Step 2: Set the Result Equal to 1 and Solve for the Interval

To verify Property 2, we need to determine the interval $[a, b]$ for which the area under the curve of $f(x)$ is equal to 1. In other words, we need to solve the following equation:

$$\frac{b^3}{27} - \frac{a^3}{27} = 1$$

Multiplying both sides by 27, we get:

$$b^3 - a^3 = 27$$

This equation tells us the relationship between the limits of integration, $a$ and $b$, that will result in the area under the curve being equal to 1. There are infinitely many possible intervals that satisfy this equation. For example, if we choose $a = 0$, then we have:

$$b^3 - 0^3 = 27$$

$$b^3 = 27$$

$$b = 3$$

So, the interval $[0, 3]$ is one possible interval over which the area under the curve of $f(x) = \frac{1}{9}x^2$ is equal to 1.

Step 3: Verify the Result

To verify our result, we can plug the values $a = 0$ and $b = 3$ back into the definite integral:

$$\int_{0}^{3} \frac{1}{9}x^2 dx = \frac{3^3}{27} - \frac{0^3}{27} = \frac{27}{27} - 0 = 1$$

This confirms that the area under the curve of $f(x) = \frac{1}{9}x^2$ over the interval $[0, 3]$ is indeed equal to 1, thus verifying Property 2 for this function over this interval.

Importance of Property 2

The normalization property, or Property 2, is not just a mathematical curiosity; it has profound implications in probability theory and practical applications. It ensures that the PDF represents a valid probability distribution, where the total probability of all possible outcomes is equal to 1. This is essential for making meaningful probabilistic statements and calculations.

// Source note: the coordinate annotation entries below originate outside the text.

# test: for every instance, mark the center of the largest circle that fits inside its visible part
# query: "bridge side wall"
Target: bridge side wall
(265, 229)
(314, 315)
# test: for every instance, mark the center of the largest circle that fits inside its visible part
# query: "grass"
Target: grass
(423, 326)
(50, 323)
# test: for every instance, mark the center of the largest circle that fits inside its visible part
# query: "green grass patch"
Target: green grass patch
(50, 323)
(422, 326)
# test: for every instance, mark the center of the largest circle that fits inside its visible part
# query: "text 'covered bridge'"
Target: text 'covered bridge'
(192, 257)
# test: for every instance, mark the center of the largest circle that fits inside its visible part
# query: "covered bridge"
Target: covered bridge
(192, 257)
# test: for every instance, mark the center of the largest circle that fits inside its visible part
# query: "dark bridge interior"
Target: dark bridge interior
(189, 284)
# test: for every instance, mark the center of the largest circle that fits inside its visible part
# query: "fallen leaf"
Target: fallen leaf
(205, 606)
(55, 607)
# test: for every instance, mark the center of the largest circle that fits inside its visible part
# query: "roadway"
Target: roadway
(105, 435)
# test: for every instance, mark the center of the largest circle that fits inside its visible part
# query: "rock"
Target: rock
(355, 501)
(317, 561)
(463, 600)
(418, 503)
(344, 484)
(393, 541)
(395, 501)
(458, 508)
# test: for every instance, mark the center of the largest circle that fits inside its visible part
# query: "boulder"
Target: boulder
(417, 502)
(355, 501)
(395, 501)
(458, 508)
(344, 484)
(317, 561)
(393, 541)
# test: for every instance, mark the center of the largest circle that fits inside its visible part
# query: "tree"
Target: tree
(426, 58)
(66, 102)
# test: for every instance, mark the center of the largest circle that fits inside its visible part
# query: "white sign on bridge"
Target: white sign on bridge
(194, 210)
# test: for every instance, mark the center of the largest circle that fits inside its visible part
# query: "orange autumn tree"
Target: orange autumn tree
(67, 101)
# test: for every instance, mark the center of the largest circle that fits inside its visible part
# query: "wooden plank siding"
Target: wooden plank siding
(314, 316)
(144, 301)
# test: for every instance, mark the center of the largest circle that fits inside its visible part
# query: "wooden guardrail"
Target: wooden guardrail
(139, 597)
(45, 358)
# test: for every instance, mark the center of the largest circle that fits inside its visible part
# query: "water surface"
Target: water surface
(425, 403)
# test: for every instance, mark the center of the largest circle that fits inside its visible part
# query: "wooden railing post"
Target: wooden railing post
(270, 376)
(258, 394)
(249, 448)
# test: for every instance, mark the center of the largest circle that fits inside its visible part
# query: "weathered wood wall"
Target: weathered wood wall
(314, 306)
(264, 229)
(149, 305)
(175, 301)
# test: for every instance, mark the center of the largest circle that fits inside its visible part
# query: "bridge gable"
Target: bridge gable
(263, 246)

For instance, consider using a PDF to model the distribution of heights in a population. If the total area under the PDF curve were not equal to 1, it would imply that the probabilities of all possible heights do not add up to 100%, which is nonsensical. Property 2 guarantees that the probabilities are properly normalized, allowing us to make accurate predictions and inferences about the distribution of heights.

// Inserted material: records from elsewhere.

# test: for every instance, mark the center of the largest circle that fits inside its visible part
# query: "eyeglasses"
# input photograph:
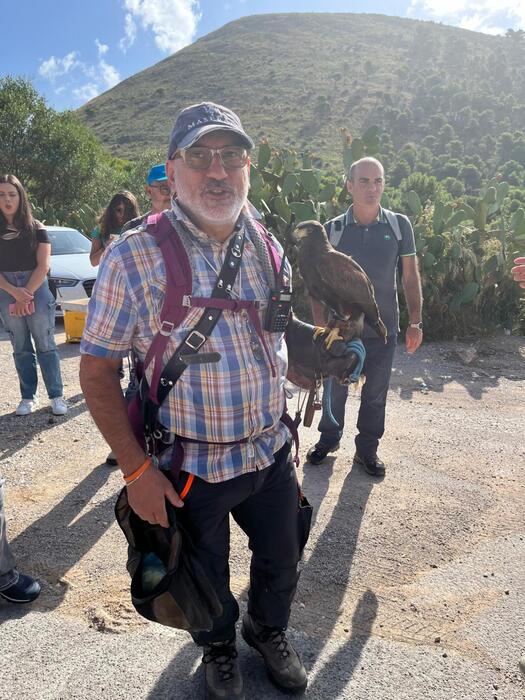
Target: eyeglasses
(163, 189)
(200, 157)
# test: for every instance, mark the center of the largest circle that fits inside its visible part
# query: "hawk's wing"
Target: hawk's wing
(345, 283)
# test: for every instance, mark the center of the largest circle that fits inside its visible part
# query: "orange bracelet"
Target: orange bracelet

In various fields, such as finance, engineering, and physics, PDFs are used extensively to model random phenomena. Verifying Property 2 ensures the reliability and validity of these models, enabling informed decision-making and accurate predictions.

Conclusion

In this article, we have explored the verification of Property 2 for the function $f(x) = \frac{1}{9}x^2$ over a given interval. We learned that Property 2, also known as the normalization property, is a fundamental requirement for a function to qualify as a probability density function (PDF). It states that the total area under the curve of the function over its entire domain must equal 1.

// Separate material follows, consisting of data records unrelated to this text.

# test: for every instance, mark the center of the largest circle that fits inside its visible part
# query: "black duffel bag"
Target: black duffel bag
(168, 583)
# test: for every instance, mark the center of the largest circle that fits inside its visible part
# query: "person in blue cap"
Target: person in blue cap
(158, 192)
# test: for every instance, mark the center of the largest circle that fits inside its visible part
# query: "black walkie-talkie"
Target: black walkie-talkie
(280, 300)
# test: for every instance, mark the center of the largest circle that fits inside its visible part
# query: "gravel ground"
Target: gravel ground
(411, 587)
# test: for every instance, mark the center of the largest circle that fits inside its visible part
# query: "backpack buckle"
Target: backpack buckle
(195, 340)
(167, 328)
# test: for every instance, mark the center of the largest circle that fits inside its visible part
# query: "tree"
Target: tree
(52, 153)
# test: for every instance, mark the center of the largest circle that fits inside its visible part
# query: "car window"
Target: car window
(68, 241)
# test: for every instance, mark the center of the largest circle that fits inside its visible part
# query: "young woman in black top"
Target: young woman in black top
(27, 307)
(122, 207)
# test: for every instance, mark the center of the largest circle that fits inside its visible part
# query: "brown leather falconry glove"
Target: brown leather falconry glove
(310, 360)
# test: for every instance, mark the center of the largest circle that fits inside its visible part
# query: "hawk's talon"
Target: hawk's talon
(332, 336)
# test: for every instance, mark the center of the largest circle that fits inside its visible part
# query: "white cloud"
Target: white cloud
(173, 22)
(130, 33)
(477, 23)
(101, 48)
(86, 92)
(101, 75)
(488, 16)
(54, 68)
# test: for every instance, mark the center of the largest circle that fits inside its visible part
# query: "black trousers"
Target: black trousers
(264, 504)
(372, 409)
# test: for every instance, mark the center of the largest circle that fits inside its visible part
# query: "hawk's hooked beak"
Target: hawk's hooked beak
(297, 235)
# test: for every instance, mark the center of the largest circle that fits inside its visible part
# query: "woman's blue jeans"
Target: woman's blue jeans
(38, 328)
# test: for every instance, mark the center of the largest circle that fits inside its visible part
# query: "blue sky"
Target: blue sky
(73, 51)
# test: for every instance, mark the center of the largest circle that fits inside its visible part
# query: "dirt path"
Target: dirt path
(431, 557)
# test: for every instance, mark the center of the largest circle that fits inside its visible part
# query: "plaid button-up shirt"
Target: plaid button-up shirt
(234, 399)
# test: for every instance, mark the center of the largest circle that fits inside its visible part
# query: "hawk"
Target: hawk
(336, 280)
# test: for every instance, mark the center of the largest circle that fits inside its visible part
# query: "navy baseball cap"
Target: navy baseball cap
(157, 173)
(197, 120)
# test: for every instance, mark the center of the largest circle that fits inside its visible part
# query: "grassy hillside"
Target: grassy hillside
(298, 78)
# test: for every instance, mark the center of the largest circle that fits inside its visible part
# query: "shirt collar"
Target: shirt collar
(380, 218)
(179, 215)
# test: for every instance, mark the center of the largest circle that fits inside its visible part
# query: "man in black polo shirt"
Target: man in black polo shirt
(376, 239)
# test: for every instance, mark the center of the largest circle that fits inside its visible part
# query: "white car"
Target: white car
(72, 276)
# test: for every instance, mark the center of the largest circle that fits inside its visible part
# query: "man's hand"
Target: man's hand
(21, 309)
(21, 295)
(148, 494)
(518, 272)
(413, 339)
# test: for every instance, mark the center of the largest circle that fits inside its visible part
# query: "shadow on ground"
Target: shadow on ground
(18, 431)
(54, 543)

We demonstrated the steps involved in verifying Property 2, which include evaluating the definite integral of the function over the given interval, setting the result equal to 1, and solving for the interval. We found that the area under the curve of $f(x) = \frac{1}{9}x^2$ over the interval $[0, 3]$ is equal to 1, thus verifying Property 2 for this function over this interval.

Furthermore, we highlighted the importance of Property 2 in ensuring that a PDF represents a valid probability distribution and its significance in various practical applications. By understanding and verifying Property 2, we gain confidence in using PDFs to model random phenomena and make informed decisions based on probabilistic information.